Client configuration for TACACS+ support

host

IP address (IPv4 or IPv6) or domain name or host name of the TACACS+ server. Host name requires prior DNS configuration. The maximum supported length for the host name is 40 characters.

port

The TCP port used to connect the TACACS+ server for authentication. The port range is 1 through 65535; the default port is 49.

protocol

The authentication protocol to be used. Options include CHAP and PAP. The default protocol is CHAP.

key

Specifies the text string that is used as the shared secret between the device and the TACACS+ server to make the message exchange secure. The key must be between 1 and 40 characters in length. The default key is sharedsecret.
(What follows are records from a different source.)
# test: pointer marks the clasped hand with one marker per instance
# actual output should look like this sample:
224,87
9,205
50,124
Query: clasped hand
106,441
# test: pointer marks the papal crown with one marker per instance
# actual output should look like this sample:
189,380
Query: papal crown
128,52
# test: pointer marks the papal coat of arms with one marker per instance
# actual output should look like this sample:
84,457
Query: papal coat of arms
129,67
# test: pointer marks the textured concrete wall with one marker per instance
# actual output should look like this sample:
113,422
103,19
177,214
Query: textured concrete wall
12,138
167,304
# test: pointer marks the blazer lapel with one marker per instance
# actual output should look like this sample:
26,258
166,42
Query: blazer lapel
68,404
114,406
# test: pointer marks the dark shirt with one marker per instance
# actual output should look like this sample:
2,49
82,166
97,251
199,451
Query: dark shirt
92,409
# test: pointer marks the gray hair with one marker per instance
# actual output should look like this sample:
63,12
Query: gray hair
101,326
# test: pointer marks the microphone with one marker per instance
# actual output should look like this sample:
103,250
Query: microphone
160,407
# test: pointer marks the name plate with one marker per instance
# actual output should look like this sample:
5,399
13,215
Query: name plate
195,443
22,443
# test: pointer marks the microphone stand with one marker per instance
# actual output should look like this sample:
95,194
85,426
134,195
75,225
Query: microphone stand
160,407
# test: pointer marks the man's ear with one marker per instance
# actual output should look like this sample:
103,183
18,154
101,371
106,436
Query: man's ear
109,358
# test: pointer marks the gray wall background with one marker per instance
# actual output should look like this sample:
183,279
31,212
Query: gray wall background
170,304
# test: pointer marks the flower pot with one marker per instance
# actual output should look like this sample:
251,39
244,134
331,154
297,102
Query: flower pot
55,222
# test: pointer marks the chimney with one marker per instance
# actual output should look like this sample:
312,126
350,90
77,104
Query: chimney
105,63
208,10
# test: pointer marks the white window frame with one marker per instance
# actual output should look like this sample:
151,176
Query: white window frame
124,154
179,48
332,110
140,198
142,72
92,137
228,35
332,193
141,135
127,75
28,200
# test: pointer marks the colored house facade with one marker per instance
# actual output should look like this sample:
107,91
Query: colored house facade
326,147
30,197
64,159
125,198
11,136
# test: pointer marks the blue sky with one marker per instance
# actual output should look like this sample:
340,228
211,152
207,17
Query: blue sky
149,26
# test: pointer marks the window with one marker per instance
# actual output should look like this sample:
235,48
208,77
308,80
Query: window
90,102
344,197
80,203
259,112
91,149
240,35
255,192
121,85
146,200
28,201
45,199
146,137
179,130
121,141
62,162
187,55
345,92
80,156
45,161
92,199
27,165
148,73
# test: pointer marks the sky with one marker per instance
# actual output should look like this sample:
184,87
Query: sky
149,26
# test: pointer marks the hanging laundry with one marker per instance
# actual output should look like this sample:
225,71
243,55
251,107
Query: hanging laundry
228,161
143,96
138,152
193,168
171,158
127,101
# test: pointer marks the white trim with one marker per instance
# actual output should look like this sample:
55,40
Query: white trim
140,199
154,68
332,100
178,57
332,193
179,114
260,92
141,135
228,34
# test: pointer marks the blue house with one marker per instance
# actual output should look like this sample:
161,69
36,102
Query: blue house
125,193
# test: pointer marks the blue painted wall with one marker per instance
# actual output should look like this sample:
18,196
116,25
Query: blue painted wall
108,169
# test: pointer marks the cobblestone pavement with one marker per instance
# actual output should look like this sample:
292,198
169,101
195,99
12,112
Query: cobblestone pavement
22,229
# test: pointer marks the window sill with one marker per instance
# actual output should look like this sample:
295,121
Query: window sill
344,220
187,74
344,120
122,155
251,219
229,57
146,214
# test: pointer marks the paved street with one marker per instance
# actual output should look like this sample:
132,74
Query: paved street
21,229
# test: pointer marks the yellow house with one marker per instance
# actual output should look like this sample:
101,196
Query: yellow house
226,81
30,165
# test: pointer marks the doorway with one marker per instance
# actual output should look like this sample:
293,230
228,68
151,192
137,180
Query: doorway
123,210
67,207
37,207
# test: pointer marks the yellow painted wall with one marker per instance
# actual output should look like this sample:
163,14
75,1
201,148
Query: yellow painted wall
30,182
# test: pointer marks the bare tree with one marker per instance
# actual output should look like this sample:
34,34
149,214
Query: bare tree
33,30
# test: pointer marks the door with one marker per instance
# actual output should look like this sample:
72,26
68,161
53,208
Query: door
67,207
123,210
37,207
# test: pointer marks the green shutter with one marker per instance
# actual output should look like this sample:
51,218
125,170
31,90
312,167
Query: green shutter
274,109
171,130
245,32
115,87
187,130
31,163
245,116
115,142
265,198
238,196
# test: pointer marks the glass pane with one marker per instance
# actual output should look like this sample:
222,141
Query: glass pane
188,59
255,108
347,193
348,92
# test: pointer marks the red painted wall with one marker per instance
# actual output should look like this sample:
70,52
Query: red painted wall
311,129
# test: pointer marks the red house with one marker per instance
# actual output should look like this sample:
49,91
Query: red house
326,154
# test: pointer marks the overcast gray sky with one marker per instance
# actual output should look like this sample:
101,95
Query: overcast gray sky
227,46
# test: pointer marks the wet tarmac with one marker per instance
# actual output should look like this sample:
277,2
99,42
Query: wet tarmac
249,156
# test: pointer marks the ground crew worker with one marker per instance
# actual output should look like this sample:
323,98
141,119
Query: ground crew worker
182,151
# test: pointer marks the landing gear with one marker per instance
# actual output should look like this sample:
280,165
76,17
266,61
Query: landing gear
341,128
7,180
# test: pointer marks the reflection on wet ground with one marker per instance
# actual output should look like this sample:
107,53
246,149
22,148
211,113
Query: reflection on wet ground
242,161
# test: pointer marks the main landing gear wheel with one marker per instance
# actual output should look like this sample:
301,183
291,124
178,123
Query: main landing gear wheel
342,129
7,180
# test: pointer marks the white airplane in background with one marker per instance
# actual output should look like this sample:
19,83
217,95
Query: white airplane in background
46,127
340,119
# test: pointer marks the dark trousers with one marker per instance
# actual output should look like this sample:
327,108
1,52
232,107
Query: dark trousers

The exclamation mark (!) is supported both in RADIUS and TACACS+ servers, and you can specify the password in either double quotes or the escape character (\), for example "secret!key" or secret\!key. The only other valid characters are alphanumeric characters (such as a-z and 0-9) and underscores. No other special characters are allowed.

retries

The number of attempts permitted to connect to a TACACS+ server. The range is 0 through 100, and the default value is 5.

timeout

The maximum amount of time to wait for a server to respond. Options are from 1 through 60 seconds, and the default value is 5 seconds.

encryption-level

Whether the encryption key should be stored in clear-text or in encrypted format. Possible values are 0 or 7, where 0 represents store the key in clear-text format and 7 represents encrypted format. Default is 7 (encrypted format).

use-vrf

Specifies a VRF though which to communicate with the TACACS+ server.